JTC1/SC22/WG14
N952
Document: WG14 N952
BDTI's Comments on N948
(Extension for the programming language C to support embedded processors)
John R. Hauser
Berkeley Design Technology, Inc.
2001 August 16
Since Copenhagen, we've adjusted our prototype fixed-point implementation at
BDTI to reflect the changes that came out of that meeting. In working with
the new system, we found a major flaw in the arithmetic rules, for which
we will be proposing a fix. Also, in response to concerns voiced by David
Keaton, we've tried to find a set of "least common denominator" requirements
for the fixed-point types that we can accept. At the same time, I've been
collecting details for most of the "multimedia extensions" to mainstream
processors (such as MMX for Intel Pentiums), so we can be sure they aren't
shortchanged by the language.
Most of the changes we suggest to the draft are detailed in text attached to
the bottom of this document. The most significant points are:
- Relax the requirements on fixed-point type formats.
The exact rules we are proposing are spelled out below, and I won't try
to repeat them here. Of note, our new rules would no longer require
that corresponding "fract" and "accum" types have the same number of
fractional bits. Although perhaps less concise than before, several
rules are needed to ensure that the arithmetic makes sense (e.g., "long
fract" cannot have fewer fractional bits than "fract"; etc.).

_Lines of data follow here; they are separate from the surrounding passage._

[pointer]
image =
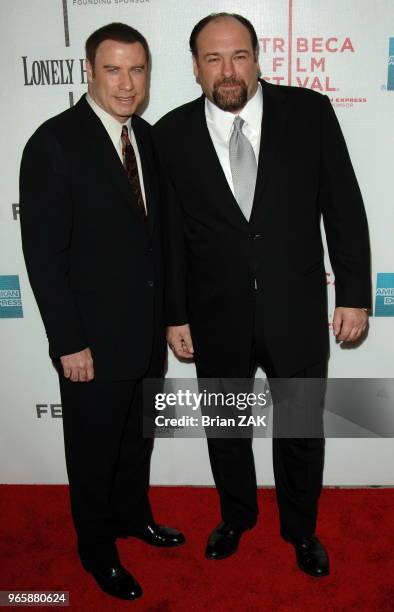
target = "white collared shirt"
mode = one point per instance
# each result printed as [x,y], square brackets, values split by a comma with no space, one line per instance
[221,124]
[114,129]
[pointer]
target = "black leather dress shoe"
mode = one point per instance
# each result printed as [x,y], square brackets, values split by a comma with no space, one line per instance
[312,557]
[156,535]
[223,541]
[118,582]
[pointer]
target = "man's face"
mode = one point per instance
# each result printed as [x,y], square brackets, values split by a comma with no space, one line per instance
[226,66]
[117,82]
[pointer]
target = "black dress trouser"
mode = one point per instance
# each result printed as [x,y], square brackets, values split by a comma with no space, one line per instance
[297,462]
[108,461]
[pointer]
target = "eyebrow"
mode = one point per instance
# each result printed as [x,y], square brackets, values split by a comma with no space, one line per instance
[115,66]
[216,53]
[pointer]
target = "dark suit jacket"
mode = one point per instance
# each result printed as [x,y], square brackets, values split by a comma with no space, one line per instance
[213,254]
[94,264]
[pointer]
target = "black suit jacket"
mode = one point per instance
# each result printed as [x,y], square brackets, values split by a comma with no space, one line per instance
[213,254]
[94,264]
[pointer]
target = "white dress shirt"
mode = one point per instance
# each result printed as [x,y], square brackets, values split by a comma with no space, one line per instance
[114,129]
[221,124]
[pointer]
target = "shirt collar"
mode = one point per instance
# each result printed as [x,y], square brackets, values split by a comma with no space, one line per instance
[252,114]
[112,125]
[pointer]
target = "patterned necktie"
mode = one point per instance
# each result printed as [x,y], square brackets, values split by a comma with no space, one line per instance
[243,168]
[130,165]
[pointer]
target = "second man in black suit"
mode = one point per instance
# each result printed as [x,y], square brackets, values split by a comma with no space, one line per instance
[249,169]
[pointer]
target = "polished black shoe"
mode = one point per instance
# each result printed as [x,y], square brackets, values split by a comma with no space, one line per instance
[156,535]
[223,541]
[312,557]
[118,582]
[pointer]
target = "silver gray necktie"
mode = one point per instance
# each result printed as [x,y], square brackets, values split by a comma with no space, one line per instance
[243,167]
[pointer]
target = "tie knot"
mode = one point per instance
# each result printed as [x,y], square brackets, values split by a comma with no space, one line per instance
[125,134]
[238,123]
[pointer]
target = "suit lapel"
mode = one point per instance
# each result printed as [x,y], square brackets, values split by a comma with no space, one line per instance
[148,173]
[272,137]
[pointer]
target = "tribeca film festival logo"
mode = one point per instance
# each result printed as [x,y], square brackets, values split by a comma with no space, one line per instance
[95,3]
[10,298]
[384,299]
[305,63]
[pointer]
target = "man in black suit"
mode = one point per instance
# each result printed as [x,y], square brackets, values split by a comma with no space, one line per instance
[249,168]
[91,239]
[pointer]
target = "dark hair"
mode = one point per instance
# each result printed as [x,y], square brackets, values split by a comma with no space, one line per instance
[114,31]
[212,17]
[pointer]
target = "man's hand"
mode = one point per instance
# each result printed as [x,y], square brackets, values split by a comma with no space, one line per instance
[349,323]
[180,341]
[78,367]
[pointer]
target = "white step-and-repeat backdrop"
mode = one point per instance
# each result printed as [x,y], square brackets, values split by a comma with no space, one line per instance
[343,48]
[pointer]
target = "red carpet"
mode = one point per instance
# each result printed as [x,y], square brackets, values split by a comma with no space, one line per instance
[357,525]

Included in the text below are our recommendations for specific fixed-
point formats on various systems. These recommendations are based on
a careful evaluation of the capabilities of each processor, and I'm
prepared to argue that the formats are realistic for each system. You
may note that, except in one instance, the formats we propose satisfy the
stricter type rules of the existing draft. We expect the current draft's
rules to be kept as "recommended practice", because they should be.
- Suppress the "usual arithmetic conversions" for fixed-point types.
BDTI's original proposal did not permit an arithmetic operation with, for
example, "accum" for one operand and "long fract" for the other. This
was refused on the grounds that "accum" has more integral bits than "long
fract", but "long fract" may have more fractional bits than "accum".
When the committee in Copenhagen insisted that this be allowed, some
"usual arithmetic conversion" rules were invented that promoted the "long
fract" operand to "accum" before the operation occurred, similar to the
way the "usual arithmetic conversions" work for other C types.
Unfortunately, the automatic conversions we added were a mistake.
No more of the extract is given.